= Damville (Quebec township) =

Township in Quebec, Canada

The township Damville is located in the unorganized territory of Rivière-Mistassini, in the Maria-Chapdelaine Regional County Municipality, in the regional administrative office of Mauricie, in province of Quebec, in Canada.

This township was proclaimed on June 5, 1965.

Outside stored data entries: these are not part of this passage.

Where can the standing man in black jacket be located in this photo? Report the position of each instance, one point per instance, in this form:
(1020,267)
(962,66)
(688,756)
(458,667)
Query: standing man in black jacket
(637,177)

Forestry is the main economic activity in this forest area. Two secondary forest roads cross this uninhabited township.

== Geography ==
This geographic entity extends mainly on the north shore of the course of the Ashuapmushuan River, to the northwest of Lac Saint-Jean. The Ashuapmushuan River crosses this township to the southeast. The latter collects the waters of the Brochets River, which is the outlet of Damville Lake. The Ashuapmushuan river also collects the waters of several small tributaries (coming from the north) which flow between the Brochets river and the Notaire island.

== Toponymy ==
The toponym "canton Damville" evokes the life work of François-Christophe de Lévis, Duke of Damville, brother of the Duke of Ventadour. This duke served as the sixth viceroy of New France, from 1644 to 1660. Nowadays, Damville is the capital of the canton of 'Eure sur l'Iton (arrondissement of Évreux), France. According to Albert Dauzat, the meaning of the term "Damville" would be "domini villa", the domain of the lord. This toponym appears in 1926 in the work "Geographical Names of the Province of Quebec".

The toponym "Damville" was formalized on June 18, 1993, by the Commission de toponymie du Québec.